8. The method for identifying effective stress of load spectrum of a hybrid tractor based on multi-mode operating conditions according to claim 7, characterized in that, S5 includes: S51 obtains the slope angle and soil adhesion coefficient corresponding to each load segment through sensors, topographic maps or operation records, which is used to reflect the modulation effect of different operation conditions on the actual load response. S52, Construct a coupled correction function that combines slope angle and soil adhesion coefficient. The coupled correction function is used to calculate the coupling correction factor to reflect the actual impact of complex terrain and soil on the load transfer path. S53, apply the coupling correction factor corresponding to each load segment to the decomposed mechanical subsystem load spectrum and electric drive subsystem load spectrum to obtain the corrected spectrum after terrain and soil coupling.
9. The method for identifying effective stress of load spectrum of a hybrid tractor based on multi-mode operating conditions according to claim 8, characterized in that, S6 includes: S61, based on the mechanical properties of the component material and the force transmission path at the installation location, converts the modified decomposed composite load spectrum into the stress response acting on the component. S62 inputs the calculated stress response into the equivalent damage model to calculate the cumulative damage caused by each stress level throughout the entire load cycle and estimate the equivalent fatigue load of the component material. S63 generates a stress visualization map to characterize the fatigue risk distribution at different locations of the component based on the spatial location mapping of stress response in the time domain and the results of cumulative damage. The output is a stress distribution cloud map.

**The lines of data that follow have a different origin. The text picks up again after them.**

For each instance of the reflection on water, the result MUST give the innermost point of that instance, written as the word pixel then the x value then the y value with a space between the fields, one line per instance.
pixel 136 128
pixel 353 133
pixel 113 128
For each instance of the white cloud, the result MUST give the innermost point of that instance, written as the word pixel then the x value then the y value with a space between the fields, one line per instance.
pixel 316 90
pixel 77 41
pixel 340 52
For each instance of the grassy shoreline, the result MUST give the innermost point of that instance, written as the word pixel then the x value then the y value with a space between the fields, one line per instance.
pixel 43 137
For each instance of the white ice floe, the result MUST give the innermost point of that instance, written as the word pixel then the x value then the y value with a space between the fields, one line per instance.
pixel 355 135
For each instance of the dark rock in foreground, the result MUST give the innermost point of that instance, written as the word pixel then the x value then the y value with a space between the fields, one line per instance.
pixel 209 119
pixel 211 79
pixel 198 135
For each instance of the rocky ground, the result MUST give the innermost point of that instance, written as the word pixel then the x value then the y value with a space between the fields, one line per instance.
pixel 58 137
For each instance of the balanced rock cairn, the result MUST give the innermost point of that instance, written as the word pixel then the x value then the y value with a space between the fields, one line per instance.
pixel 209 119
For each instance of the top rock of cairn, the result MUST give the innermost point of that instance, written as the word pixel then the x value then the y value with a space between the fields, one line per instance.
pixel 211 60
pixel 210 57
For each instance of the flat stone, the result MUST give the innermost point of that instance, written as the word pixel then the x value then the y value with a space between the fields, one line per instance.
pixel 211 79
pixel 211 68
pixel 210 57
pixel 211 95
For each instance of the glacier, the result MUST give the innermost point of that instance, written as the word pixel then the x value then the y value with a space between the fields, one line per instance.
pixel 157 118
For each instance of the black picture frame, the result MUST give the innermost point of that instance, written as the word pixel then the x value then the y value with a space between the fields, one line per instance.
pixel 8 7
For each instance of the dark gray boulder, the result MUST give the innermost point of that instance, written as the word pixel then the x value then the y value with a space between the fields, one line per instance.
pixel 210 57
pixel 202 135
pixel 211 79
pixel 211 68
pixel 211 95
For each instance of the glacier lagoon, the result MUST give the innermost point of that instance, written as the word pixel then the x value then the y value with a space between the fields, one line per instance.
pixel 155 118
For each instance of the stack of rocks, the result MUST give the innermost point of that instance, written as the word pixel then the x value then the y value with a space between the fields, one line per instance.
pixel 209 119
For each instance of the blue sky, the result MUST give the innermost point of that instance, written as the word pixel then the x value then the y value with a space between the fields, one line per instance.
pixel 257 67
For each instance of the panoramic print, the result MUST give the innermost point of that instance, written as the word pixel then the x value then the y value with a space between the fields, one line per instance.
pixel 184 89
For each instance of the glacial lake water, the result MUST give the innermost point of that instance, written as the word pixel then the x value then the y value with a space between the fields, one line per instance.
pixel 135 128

10. The method for identifying effective stress of load spectrum of a hybrid tractor based on multi-mode operating conditions according to claim 9, characterized in that, S62 includes: S621, components The stress response is counted by rainflow, and the repeated cycle information of different stress amplitude levels in the load cycle is extracted and statistically classified according to the amplitude. S622, based on the S-N curve of the component material, finds the fatigue life corresponding to each stress amplitude level, and calculates the local damage factor of each stress amplitude level in combination with the number of stress cycles. S623 uses the Miner linear cumulative damage criterion to accumulate the damage factors for all stress amplitude levels, obtaining the component... Total equivalent fatigue damage value ,like This indicates that the failure threshold has been reached, and replacement or maintenance is recommended.